If James & Sirus’ actions were just youthful follies, might that not be true of Snape’s early days as a Death Eater – a desperate bid to shelter with those that might protect him and offer him more dignity than he ever received? He’s the only one of his generation who actually learns and turns. That makes him the hero of a journey through bullying hell.
This narrative forces us to confront our own biases—why do we empathize with some victims but not others? Why do we forgive some bullies but condemn others? The stories we tell ourselves shape our understanding of these dynamics, often simplifying the complex web of emotions that underlie bullying.
I often think of my time in the HP fandom (I’d been a lurker around some of the popular sites in the early 2000s) and the many discussions on either side of the Snape debate. Especially the kind of reasonings and justifications Marauder fans would bring up to either justify or wave away their abuse. And it is striking to me how often the same words can be used in real life bullying situations too.
Things like using Snape’s present behaviour to – in a very backwards way – justify what he suffered in school and at home. Things like painting the whole thing as a simple rivalry, rather than a constant barrage of four-on-one attacks, for the sole reason that “he exists, you know”.
I’d seen some Marauder Stans even go as far as claiming that Snape’s innovative notes on his Potions Textbook were things he overheard James say (apparently because his father was an expert potioneer). An interesting headcanon and nothing more, but it gained so much traction that some even began to believe it!
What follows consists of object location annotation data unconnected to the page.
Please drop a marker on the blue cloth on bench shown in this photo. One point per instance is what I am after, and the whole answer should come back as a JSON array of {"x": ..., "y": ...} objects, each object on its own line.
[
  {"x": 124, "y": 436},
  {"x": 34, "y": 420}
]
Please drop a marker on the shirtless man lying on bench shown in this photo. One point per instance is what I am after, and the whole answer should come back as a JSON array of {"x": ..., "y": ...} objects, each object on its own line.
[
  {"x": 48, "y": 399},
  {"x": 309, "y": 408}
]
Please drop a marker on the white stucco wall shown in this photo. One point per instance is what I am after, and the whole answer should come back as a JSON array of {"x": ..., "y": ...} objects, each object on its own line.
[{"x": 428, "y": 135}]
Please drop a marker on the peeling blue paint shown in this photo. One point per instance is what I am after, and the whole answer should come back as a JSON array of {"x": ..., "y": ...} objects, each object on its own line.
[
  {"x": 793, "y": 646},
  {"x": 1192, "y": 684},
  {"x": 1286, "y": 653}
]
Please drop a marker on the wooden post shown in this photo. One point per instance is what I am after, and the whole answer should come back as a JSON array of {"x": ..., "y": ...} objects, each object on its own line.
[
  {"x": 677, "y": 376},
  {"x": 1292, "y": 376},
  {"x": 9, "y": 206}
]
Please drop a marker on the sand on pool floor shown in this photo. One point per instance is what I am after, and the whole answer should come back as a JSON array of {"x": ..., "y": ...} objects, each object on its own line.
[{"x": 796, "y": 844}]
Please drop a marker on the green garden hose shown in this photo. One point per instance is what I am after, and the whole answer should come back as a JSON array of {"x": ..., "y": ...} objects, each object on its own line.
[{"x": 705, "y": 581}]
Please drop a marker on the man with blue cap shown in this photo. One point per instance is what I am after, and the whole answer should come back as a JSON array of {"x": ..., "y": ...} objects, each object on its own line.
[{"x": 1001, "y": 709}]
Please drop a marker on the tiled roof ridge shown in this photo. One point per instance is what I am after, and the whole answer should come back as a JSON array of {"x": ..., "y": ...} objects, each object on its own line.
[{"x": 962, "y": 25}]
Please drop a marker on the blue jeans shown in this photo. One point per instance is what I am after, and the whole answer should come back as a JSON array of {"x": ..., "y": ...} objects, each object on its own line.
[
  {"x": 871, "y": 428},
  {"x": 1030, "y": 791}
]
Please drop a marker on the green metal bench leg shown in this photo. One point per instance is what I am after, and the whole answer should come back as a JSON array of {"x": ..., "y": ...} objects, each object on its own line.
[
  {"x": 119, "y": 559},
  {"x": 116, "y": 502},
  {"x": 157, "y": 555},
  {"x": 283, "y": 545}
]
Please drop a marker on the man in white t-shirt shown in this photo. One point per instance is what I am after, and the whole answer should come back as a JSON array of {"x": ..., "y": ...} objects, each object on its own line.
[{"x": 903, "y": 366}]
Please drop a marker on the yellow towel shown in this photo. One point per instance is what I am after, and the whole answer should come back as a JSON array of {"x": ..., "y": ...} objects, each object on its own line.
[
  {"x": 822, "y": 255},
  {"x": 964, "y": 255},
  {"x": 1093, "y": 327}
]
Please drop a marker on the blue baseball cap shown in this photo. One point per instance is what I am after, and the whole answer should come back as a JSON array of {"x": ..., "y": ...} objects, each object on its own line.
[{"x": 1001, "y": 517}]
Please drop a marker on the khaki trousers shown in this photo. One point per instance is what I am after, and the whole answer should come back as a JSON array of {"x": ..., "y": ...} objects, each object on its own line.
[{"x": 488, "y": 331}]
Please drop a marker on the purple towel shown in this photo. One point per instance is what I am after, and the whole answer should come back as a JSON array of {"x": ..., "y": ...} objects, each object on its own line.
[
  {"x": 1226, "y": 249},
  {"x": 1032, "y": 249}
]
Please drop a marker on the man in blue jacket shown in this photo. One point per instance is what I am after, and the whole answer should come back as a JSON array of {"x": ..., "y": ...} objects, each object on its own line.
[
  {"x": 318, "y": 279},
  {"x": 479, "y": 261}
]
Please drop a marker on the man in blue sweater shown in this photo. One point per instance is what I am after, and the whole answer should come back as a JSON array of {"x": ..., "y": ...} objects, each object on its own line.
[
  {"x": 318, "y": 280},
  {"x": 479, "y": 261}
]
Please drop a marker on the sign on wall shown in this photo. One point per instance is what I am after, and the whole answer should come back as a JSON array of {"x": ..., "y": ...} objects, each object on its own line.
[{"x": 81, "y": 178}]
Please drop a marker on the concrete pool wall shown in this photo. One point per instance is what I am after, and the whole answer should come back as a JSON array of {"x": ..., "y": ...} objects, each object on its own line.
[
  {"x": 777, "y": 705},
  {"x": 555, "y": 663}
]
Which just goes to show how invested some readers were in erasing anything good that belonged to him. It was far easier to retcon than to acknowledge the very canonical gift that really WAS his own.
I really loved the way you weaved in your thoughts on this work with your own experiences. No one piece of art can be interpreted exactly the same by two people, and one’s own personal context plays a big role in why. I recall – in my early twenties – trying to weakly excuse SWM* with the assumption that James had probably “grown up” (this was before Book 7 came out), because I wasn’t truly ready to think entirely negatively of some of my own bullies. To judge James harshly would be to judge harshly the bully I had once called my friend. So much of our readings into any piece of art emerge from our own lived experience.